At my SLAC, the young republicans were the only active politically group on campus. The democrats were basically silent. Which is interesting because we live in a highly democrat state and county. It burned up some of the more far left faculty that only the republicans were active on campus. (and that was 12 years ago)
Oddly enough, he was rolling along before the Iowa caucuses. Then, a few thousand people in Iowa shook hands with Rick Santorum and voted for him, and a few thousand people New Hampshire shook hands with and voted for Mitt Romney, and those few thousand people decided who the opposition for Barack Obama will be in the election.
So, unless you live in Iowa or New Hampshire, you have no influence on who the opposition nominates this election.
And frankly the younger faculty are in so much of the same boat that it's hard to motivate the students.
The trouble with Obama raising expectations so high in 2008 is that they then had so far to fall. Fatalism is the byproduct of bitter disappointment.
Once the government decided to choke off economic growth, it became hard for anyone except those who already have it made to be cheerful. Everyone in my circle believes that government statistics showing a recovery is underway are bunk.
I'm pretty fatalistic myself now, as are my adult children, just out of college.
Well, unless you think Paul's dissolving the US Dept. of Ed would help college students.
Not sure you can blame college students for NOT getting exciting about 1) the status quo or 2) people who ignore them even more than the status quo.
Yes, liberal arts types may claim that "students are the future," and politicians may cry that education is too important to be left to the teachers, but the fact is that schools rely on government funding (as they perhaps should) but government leaders don't want a more truly educated citizenry; they want workers who are too dispirited to complain, too tired to organized, too poor to live in anything but the next pay cycle. If our leaders really believed in democracy, education would be fully funded.
So what are we few to do about it? I haven't a clue. I haven't given up yet, but too many have.
The comment by Anonymous @9:56AM was interesting. My own personal experience is that you have the greatest influence on local politics, and local politics has a huge effect on quality of life. It is silly to ignore it just because it is so difficult for one person to change the national discussion about Social Security from (unearned) "entitlement" to (earned) "national fringe benefit" for working people. There are electoral consequences in local government, and low turnout makes individual action count even more.

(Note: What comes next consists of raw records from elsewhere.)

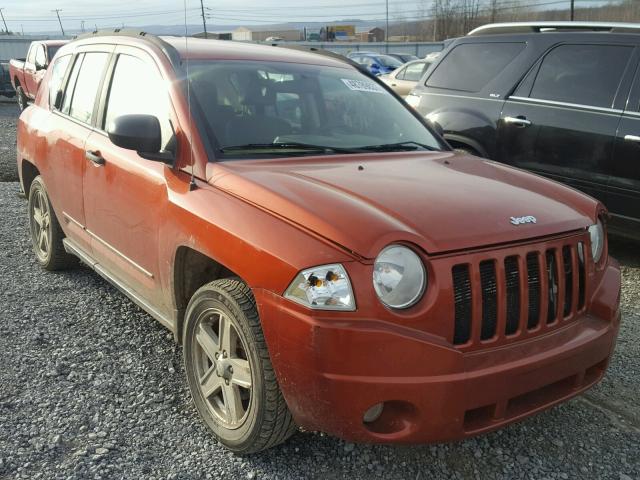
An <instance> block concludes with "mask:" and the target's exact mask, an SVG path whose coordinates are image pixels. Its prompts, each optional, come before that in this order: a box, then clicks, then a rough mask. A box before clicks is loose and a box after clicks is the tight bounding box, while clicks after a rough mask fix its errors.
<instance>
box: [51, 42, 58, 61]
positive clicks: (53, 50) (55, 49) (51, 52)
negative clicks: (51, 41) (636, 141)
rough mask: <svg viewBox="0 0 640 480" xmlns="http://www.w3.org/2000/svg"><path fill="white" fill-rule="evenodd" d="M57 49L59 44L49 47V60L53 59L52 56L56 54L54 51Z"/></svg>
mask: <svg viewBox="0 0 640 480" xmlns="http://www.w3.org/2000/svg"><path fill="white" fill-rule="evenodd" d="M58 50H60V47H59V46H55V47H49V62H51V60H53V57H55V56H56V53H58Z"/></svg>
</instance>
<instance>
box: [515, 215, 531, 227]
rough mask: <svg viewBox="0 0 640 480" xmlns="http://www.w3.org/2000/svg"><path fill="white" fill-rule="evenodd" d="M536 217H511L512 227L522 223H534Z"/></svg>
mask: <svg viewBox="0 0 640 480" xmlns="http://www.w3.org/2000/svg"><path fill="white" fill-rule="evenodd" d="M536 222H537V220H536V217H534V216H532V215H527V216H526V217H511V223H512V224H514V225H522V224H524V223H536Z"/></svg>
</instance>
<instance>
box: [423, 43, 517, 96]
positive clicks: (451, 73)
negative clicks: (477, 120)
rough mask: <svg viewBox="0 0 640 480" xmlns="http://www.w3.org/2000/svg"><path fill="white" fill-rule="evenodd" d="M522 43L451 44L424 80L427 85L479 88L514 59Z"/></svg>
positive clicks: (466, 89)
mask: <svg viewBox="0 0 640 480" xmlns="http://www.w3.org/2000/svg"><path fill="white" fill-rule="evenodd" d="M524 48H525V44H524V43H467V44H462V45H458V46H457V47H454V48H453V50H451V52H449V53H448V54H447V56H446V57H445V58H444V59H443V60H442V61H441V62H440V64H439V65H438V66H437V67H436V69H435V70H434V72H433V73H432V74H431V76H429V79H428V80H427V86H428V87H435V88H446V89H447V90H459V91H463V92H474V93H475V92H479V91H480V90H482V89H483V88H484V87H486V86H487V84H488V83H489V82H490V81H491V80H493V79H494V78H496V76H498V75H499V74H500V72H502V70H504V68H505V67H506V66H507V65H509V63H511V62H512V61H513V59H515V58H516V57H517V56H518V54H519V53H520V52H522V50H524Z"/></svg>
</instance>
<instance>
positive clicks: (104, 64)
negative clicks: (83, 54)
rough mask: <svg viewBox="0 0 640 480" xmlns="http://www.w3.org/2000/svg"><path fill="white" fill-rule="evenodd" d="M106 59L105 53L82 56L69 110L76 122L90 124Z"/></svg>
mask: <svg viewBox="0 0 640 480" xmlns="http://www.w3.org/2000/svg"><path fill="white" fill-rule="evenodd" d="M108 58H109V54H108V53H105V52H89V53H85V54H84V59H83V60H82V65H81V66H80V72H79V73H78V78H77V80H76V85H75V88H74V90H73V97H72V98H71V106H70V108H69V115H70V116H71V117H73V118H75V119H76V120H80V121H81V122H83V123H91V119H92V117H93V107H94V106H95V102H96V95H97V93H98V87H99V86H100V80H102V73H103V71H104V68H105V66H106V64H107V59H108ZM76 63H77V62H76ZM74 70H75V68H74Z"/></svg>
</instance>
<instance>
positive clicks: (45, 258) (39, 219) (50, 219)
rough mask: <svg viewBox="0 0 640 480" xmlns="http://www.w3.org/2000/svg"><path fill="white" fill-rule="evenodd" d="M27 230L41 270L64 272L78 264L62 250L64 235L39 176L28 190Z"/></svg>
mask: <svg viewBox="0 0 640 480" xmlns="http://www.w3.org/2000/svg"><path fill="white" fill-rule="evenodd" d="M29 230H30V232H31V244H32V245H33V252H34V253H35V255H36V260H37V261H38V263H39V264H40V266H41V267H42V268H44V269H45V270H50V271H54V270H66V269H68V268H71V267H73V266H75V265H76V264H77V263H78V261H77V259H76V257H74V256H73V255H70V254H68V253H67V252H66V251H65V249H64V245H63V243H62V239H63V238H64V233H63V231H62V228H61V227H60V223H58V219H57V218H56V214H55V212H54V211H53V207H52V206H51V202H50V201H49V196H48V195H47V189H46V188H45V186H44V182H43V181H42V177H40V175H38V176H37V177H36V178H34V179H33V182H31V188H30V189H29Z"/></svg>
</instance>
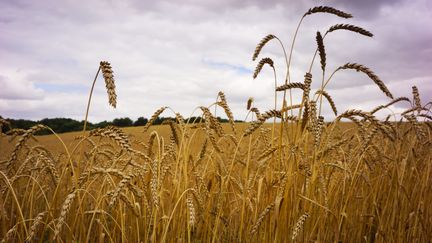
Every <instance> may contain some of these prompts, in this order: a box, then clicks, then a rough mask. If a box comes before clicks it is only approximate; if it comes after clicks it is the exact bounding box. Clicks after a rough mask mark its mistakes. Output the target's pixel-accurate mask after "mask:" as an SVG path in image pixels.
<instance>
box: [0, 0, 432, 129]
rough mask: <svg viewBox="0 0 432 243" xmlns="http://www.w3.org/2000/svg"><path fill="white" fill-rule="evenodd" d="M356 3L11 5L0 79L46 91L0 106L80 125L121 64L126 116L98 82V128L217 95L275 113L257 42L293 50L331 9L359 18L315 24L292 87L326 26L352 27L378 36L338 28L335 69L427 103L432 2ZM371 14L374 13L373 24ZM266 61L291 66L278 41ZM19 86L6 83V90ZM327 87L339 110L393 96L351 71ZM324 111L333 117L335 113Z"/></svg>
mask: <svg viewBox="0 0 432 243" xmlns="http://www.w3.org/2000/svg"><path fill="white" fill-rule="evenodd" d="M358 2H362V1H357V2H354V1H348V2H347V1H344V2H341V1H330V2H324V1H321V2H317V1H306V0H304V1H296V2H295V3H290V2H288V1H285V0H284V1H282V0H272V1H270V2H269V1H260V0H251V1H240V0H235V1H228V0H223V1H216V0H212V1H198V0H186V1H181V2H180V1H173V0H172V1H168V0H164V1H139V2H138V1H121V2H119V1H96V0H89V1H87V2H86V4H85V5H80V4H76V2H74V1H61V2H59V1H54V0H47V1H40V2H32V1H16V2H15V1H8V2H5V1H2V2H1V3H0V16H2V18H4V19H5V20H7V21H1V20H0V56H2V59H0V67H1V69H0V72H1V73H3V74H4V75H5V76H7V77H9V79H11V80H12V79H13V80H14V82H17V84H16V85H19V88H18V90H20V91H21V93H29V94H31V93H32V92H33V93H34V94H38V92H40V93H41V94H44V96H43V97H44V98H43V99H42V98H39V99H38V100H31V101H26V100H10V99H7V98H6V93H5V92H3V93H0V110H1V111H2V113H3V114H2V115H6V116H12V117H22V118H25V117H28V118H38V119H39V118H43V117H45V116H48V117H53V116H69V117H73V118H77V119H82V116H83V111H84V109H85V103H86V99H87V95H88V89H87V88H89V87H90V85H91V82H92V78H93V77H94V74H95V72H96V70H97V67H98V63H99V61H100V60H108V61H110V62H111V63H112V66H113V69H114V74H115V78H116V84H117V88H118V91H117V93H118V98H119V100H118V109H116V110H112V109H110V108H109V106H108V105H107V104H106V99H107V97H106V91H105V90H104V88H105V87H104V83H103V79H101V78H100V79H99V80H98V82H97V85H96V90H95V93H94V97H93V101H94V103H92V107H91V112H90V119H91V120H93V121H95V120H104V119H112V118H114V117H119V116H130V117H132V118H136V117H138V116H150V115H151V114H152V113H153V112H154V111H155V110H156V109H158V108H159V107H161V106H165V105H168V106H171V107H172V108H173V109H174V110H175V111H177V112H180V113H182V114H184V115H185V116H187V115H189V114H190V113H191V112H192V111H193V109H194V108H195V107H196V106H199V105H210V104H211V103H213V102H214V99H215V97H216V94H217V92H218V91H220V90H221V91H224V92H225V93H226V96H227V99H228V100H229V102H230V106H231V107H232V109H233V111H234V113H235V114H236V117H239V118H242V117H243V116H244V115H245V114H246V111H245V109H244V104H245V102H246V100H247V98H248V97H250V96H252V97H254V98H255V100H256V105H257V106H258V107H259V108H260V109H262V110H265V109H271V108H272V106H273V97H272V96H273V90H274V83H273V82H274V80H273V73H272V71H271V70H270V69H269V68H268V67H266V68H265V69H264V70H263V71H262V72H261V74H260V75H259V77H258V78H257V79H255V80H253V79H252V77H251V74H250V73H247V72H246V70H250V71H252V70H254V69H255V65H256V64H257V62H252V61H251V56H252V52H253V51H254V49H255V45H256V44H257V43H258V42H259V41H260V39H261V38H262V37H263V36H265V35H266V34H269V33H273V34H276V35H277V36H278V37H280V38H281V39H282V40H283V42H284V43H285V45H286V48H287V49H288V48H289V44H290V43H291V38H292V34H293V33H294V30H295V27H296V24H297V22H298V20H299V18H300V17H301V15H302V14H303V12H304V11H306V10H307V9H308V8H310V7H312V6H315V5H325V4H329V5H334V6H336V7H338V8H341V9H342V10H345V11H348V12H352V13H353V14H354V15H355V16H356V17H357V18H355V19H353V20H341V19H339V18H336V17H334V16H329V15H324V14H317V15H314V16H310V17H308V18H307V20H305V21H304V22H303V25H302V28H301V29H300V33H299V36H298V40H297V43H296V46H295V49H294V52H293V60H292V65H293V66H292V69H291V71H292V72H291V75H292V81H295V82H298V81H301V80H302V79H303V75H304V73H305V72H306V71H307V69H308V67H309V63H310V61H311V58H312V56H313V53H314V51H315V48H316V43H315V34H316V31H317V30H322V31H325V29H326V28H328V27H329V26H331V25H332V24H335V23H340V22H343V23H353V24H357V25H360V26H363V27H365V28H367V29H370V30H371V31H373V32H374V33H375V37H374V38H373V39H367V38H361V37H359V36H357V35H352V33H345V32H340V33H334V34H333V33H332V35H331V36H329V38H328V39H326V40H325V44H326V49H327V52H328V70H329V71H328V72H331V71H332V70H333V69H334V68H336V67H337V66H338V65H341V64H343V63H345V62H348V61H350V62H359V63H362V64H365V65H366V66H369V67H370V68H371V69H372V70H374V71H375V72H376V73H377V74H378V75H379V76H380V77H381V78H382V79H383V80H384V81H385V82H386V84H387V85H388V86H389V89H390V90H391V91H393V92H394V93H395V95H397V96H402V95H403V96H409V95H410V92H411V90H410V89H411V86H412V85H418V86H419V89H420V93H421V95H422V99H423V100H430V99H431V97H430V94H431V93H432V92H431V90H430V87H431V86H430V85H428V84H429V83H430V81H431V79H432V74H431V73H430V67H431V65H432V64H431V62H432V60H431V58H430V57H431V56H432V55H430V50H431V48H430V47H431V46H430V45H431V44H430V43H431V42H430V41H429V42H428V40H430V39H431V32H427V31H425V30H424V29H422V28H424V26H427V25H430V24H431V23H432V20H431V18H430V15H429V14H428V13H429V12H428V11H427V8H426V7H424V6H427V5H429V4H428V3H427V2H425V0H416V1H412V2H408V1H398V2H397V3H396V4H393V3H390V2H389V1H382V2H379V3H378V2H377V3H376V4H377V5H376V6H375V7H373V6H372V1H366V2H364V3H363V5H361V6H360V3H358ZM16 4H20V6H19V7H17V6H16ZM401 6H402V7H401ZM419 6H420V7H419ZM401 8H403V9H401ZM368 9H369V10H370V11H366V10H368ZM391 11H393V15H392V14H391V13H390V12H391ZM362 12H365V13H362ZM367 12H371V13H373V18H371V16H372V15H367ZM359 13H360V14H359ZM402 13H403V14H402ZM363 14H365V15H363ZM3 16H4V17H3ZM401 16H402V17H401ZM265 56H269V57H271V58H272V59H273V60H274V61H275V66H276V68H277V74H278V81H279V84H280V83H281V82H283V77H284V75H285V72H286V70H285V59H284V57H283V56H282V50H281V48H280V46H279V44H278V43H277V42H274V41H273V42H270V43H268V45H267V46H266V47H265V48H264V49H263V51H262V53H261V55H260V57H265ZM203 60H206V61H207V63H206V62H203ZM209 62H210V63H209ZM318 62H319V61H318V60H316V64H317V63H318ZM318 66H319V65H315V68H314V69H313V71H314V83H313V85H314V86H313V87H314V88H318V86H319V83H320V71H319V67H318ZM16 69H20V70H21V71H20V75H19V76H18V77H17V78H15V76H13V75H16V74H15V72H16ZM239 70H244V71H245V72H242V71H239ZM0 82H2V81H0ZM8 84H9V82H8ZM17 87H18V86H17ZM35 87H38V88H35ZM67 87H69V88H70V91H69V92H68V93H66V92H65V89H67ZM41 89H43V90H41ZM12 90H16V88H14V89H11V88H9V90H8V93H12ZM22 90H26V92H22ZM27 91H28V92H27ZM0 92H1V91H0ZM329 92H330V93H331V94H332V96H333V97H334V99H335V100H336V101H337V103H339V104H340V107H339V109H340V110H344V109H348V108H365V109H369V108H372V107H374V106H376V105H378V104H382V103H385V102H387V101H388V99H387V98H386V97H385V96H384V95H382V94H381V92H380V90H379V89H378V88H377V87H376V86H375V85H374V84H373V82H372V81H371V80H369V79H368V78H367V76H365V75H363V74H360V73H356V72H350V71H346V72H341V73H338V74H337V75H335V77H334V80H333V81H332V83H331V84H330V85H329ZM296 96H298V95H297V94H296ZM40 97H42V96H40ZM48 97H49V98H48ZM65 97H66V98H65ZM296 102H297V101H296ZM13 107H20V108H19V109H18V108H17V109H15V108H13ZM64 107H68V109H64ZM327 108H328V107H327ZM327 108H326V109H327ZM326 114H327V115H329V116H330V115H331V113H330V112H329V111H327V110H326Z"/></svg>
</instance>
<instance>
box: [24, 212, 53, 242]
mask: <svg viewBox="0 0 432 243" xmlns="http://www.w3.org/2000/svg"><path fill="white" fill-rule="evenodd" d="M46 214H48V211H44V212H41V213H39V214H38V215H37V216H36V217H35V219H34V221H33V224H32V226H31V227H30V232H29V234H28V236H27V238H26V240H25V242H31V241H32V240H33V238H34V236H35V235H36V231H37V229H38V227H39V225H40V224H41V223H42V220H43V218H44V217H45V215H46Z"/></svg>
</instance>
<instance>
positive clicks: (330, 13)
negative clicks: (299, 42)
mask: <svg viewBox="0 0 432 243" xmlns="http://www.w3.org/2000/svg"><path fill="white" fill-rule="evenodd" d="M314 13H329V14H334V15H336V16H339V17H341V18H346V19H349V18H352V15H351V14H349V13H345V12H343V11H340V10H337V9H335V8H332V7H328V6H318V7H313V8H310V9H309V10H308V11H307V12H306V13H305V14H304V15H303V17H306V16H308V15H311V14H314Z"/></svg>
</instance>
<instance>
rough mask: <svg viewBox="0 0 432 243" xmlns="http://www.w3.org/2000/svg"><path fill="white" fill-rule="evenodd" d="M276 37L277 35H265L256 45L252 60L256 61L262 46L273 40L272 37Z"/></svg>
mask: <svg viewBox="0 0 432 243" xmlns="http://www.w3.org/2000/svg"><path fill="white" fill-rule="evenodd" d="M274 38H276V36H274V35H271V34H270V35H267V36H265V37H264V38H263V39H262V40H261V41H260V42H259V43H258V45H257V46H256V48H255V51H254V54H253V56H252V61H255V60H256V59H257V57H258V55H259V54H260V52H261V50H262V48H263V47H264V46H265V45H266V44H267V42H269V41H271V40H272V39H274Z"/></svg>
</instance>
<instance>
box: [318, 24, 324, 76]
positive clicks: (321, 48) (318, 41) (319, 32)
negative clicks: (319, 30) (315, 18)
mask: <svg viewBox="0 0 432 243" xmlns="http://www.w3.org/2000/svg"><path fill="white" fill-rule="evenodd" d="M316 41H317V45H318V52H319V55H320V59H321V69H322V70H323V72H324V70H325V66H326V54H325V48H324V40H323V38H322V36H321V33H320V32H319V31H318V32H317V35H316Z"/></svg>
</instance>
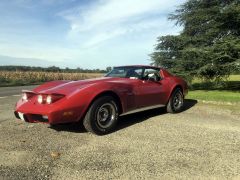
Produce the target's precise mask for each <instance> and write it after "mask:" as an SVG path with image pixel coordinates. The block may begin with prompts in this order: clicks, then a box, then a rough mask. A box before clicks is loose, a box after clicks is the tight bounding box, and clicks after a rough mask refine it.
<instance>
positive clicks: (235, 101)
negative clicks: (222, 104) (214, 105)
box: [187, 75, 240, 104]
mask: <svg viewBox="0 0 240 180" xmlns="http://www.w3.org/2000/svg"><path fill="white" fill-rule="evenodd" d="M187 98H190V99H196V100H199V101H204V102H212V103H213V102H216V103H221V104H224V103H225V104H227V103H230V104H231V103H233V104H240V75H230V76H229V78H228V79H227V80H225V81H222V82H220V83H219V84H216V83H214V82H204V81H202V80H201V79H197V78H196V79H194V80H193V82H192V84H191V86H190V91H189V94H188V95H187Z"/></svg>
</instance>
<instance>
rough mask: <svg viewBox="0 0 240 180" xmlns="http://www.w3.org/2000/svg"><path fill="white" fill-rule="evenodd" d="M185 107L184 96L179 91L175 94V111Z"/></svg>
mask: <svg viewBox="0 0 240 180" xmlns="http://www.w3.org/2000/svg"><path fill="white" fill-rule="evenodd" d="M182 106H183V95H182V93H181V92H180V91H179V92H177V93H176V94H175V96H174V98H173V107H174V109H175V110H179V109H180V108H181V107H182Z"/></svg>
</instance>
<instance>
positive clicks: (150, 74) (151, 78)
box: [148, 73, 161, 82]
mask: <svg viewBox="0 0 240 180" xmlns="http://www.w3.org/2000/svg"><path fill="white" fill-rule="evenodd" d="M148 80H149V81H153V82H158V81H160V80H161V78H160V77H159V76H158V75H157V74H155V73H152V74H148Z"/></svg>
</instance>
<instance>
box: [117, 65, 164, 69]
mask: <svg viewBox="0 0 240 180" xmlns="http://www.w3.org/2000/svg"><path fill="white" fill-rule="evenodd" d="M120 67H139V68H154V69H160V67H157V66H150V65H127V66H114V68H120Z"/></svg>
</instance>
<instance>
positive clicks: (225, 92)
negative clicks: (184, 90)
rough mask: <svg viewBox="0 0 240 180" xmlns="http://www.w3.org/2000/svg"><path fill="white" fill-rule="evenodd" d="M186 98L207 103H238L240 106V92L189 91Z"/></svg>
mask: <svg viewBox="0 0 240 180" xmlns="http://www.w3.org/2000/svg"><path fill="white" fill-rule="evenodd" d="M186 98H189V99H196V100H200V101H205V102H211V101H215V102H221V103H228V102H229V103H234V104H235V103H237V104H240V91H219V90H211V91H206V90H195V91H189V93H188V95H187V97H186Z"/></svg>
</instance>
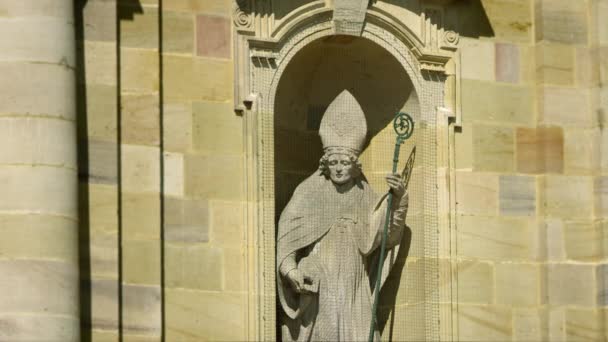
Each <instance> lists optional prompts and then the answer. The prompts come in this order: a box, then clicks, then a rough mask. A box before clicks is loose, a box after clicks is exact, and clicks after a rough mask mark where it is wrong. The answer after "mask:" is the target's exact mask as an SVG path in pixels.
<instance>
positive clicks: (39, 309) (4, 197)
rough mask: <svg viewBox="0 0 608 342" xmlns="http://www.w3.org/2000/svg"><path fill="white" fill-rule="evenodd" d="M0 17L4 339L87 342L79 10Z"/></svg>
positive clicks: (1, 206)
mask: <svg viewBox="0 0 608 342" xmlns="http://www.w3.org/2000/svg"><path fill="white" fill-rule="evenodd" d="M0 13H1V14H0V73H1V74H2V77H1V78H0V146H1V147H0V149H1V151H0V188H1V189H2V190H0V193H1V194H0V274H1V279H0V292H1V293H2V296H0V297H1V298H0V327H1V328H0V340H11V341H16V340H41V339H54V340H62V341H77V340H79V338H80V328H79V320H80V319H79V316H80V310H79V295H78V198H77V172H78V171H77V169H78V167H77V155H76V144H75V142H76V120H77V118H76V101H75V98H76V97H75V72H74V71H75V67H76V60H75V44H74V22H73V20H72V13H73V6H72V2H71V1H67V0H64V1H31V0H29V1H18V2H15V1H0Z"/></svg>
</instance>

BTW, I actually LOL'd when I read Edmund assert that short circuiting a depression and keeping it from becoming another Great one (solid analysis says 15% unemployment in 2010 and personal analysis says half the houses on my street vacant) followed by millions of private sector jobs constituted choking off economic growth!
I'm a FT community college professor and an activist, and I teach a freshman seminar that consists of working to do organizing around a campaign of the students' choice. They do light research, make videos, write letters, create proposals, stick to deadlines as a group, plan events, etc etc etc.
Obviously, this isn't the structural solution--this is my fed-up response to fatalism: to require political education and political engagement, and to give them serious course-credit rewards.
We'll see how it works. So far, it's pretty cool for the 20 or so students who take this course each semester.
You misspelled "black."
Yes, of course conservatives think that anything that would make Obama look like the mediocre leader he is would be falsified. He's way too black to be basically competent, but devoted to a pro-elite ideology.
Let's not mistake Obama's failure to do his job for what caused this crisis -- the reflexive hatred of "government," which, because our government defines us, really means reflexive hatred of America.